METHODS: Participants were residents of King County, Washington, recruited for population-based case-control studies (1993-1996 or 2002-2005). Tumor T2E status was determined by fluorescence in situ hybridization using tumor tissue specimens from radical prostatectomy. Detailed information on use of CCBs and other variables was obtained through in-person interviews. Binomial and polytomous logistic regression were used to generate odds ratios (ORs) and 95% confidence intervals (CIs).

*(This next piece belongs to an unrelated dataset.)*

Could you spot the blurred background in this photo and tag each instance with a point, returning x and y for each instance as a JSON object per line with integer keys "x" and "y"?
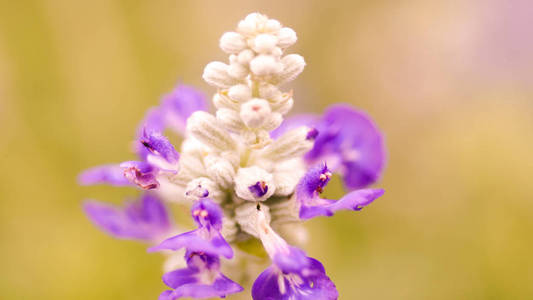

RESULTS: The study included 1,747 PCa patients and 1,635 age-matched controls. A subset of 563 patients treated with radical prostatectomy had T2E status determined, of which 295 were T2E positive (52%). Use of CCBs (ever vs. never) was not associated with overall PCa risk. However, among European-American men, users had a reduced risk of higher-grade PCa (Gleason scores ≥7: adjusted OR = 0.64; 95% CI: 0.44-0.95). Further, use of CCBs was associated with a reduced risk of T2E positive PCa (adjusted OR = 0.38; 95% CI: 0.19-0.78), but was not associated with T2E negative PCa.
CONCLUSIONS: This study found suggestive evidence that use of CCBs is associated with reduced relative risks for higher Gleason score and T2E positive PCa. Future studies of PCa etiology should consider etiologic heterogeneity as PCa subtypes may develop through different causal pathways.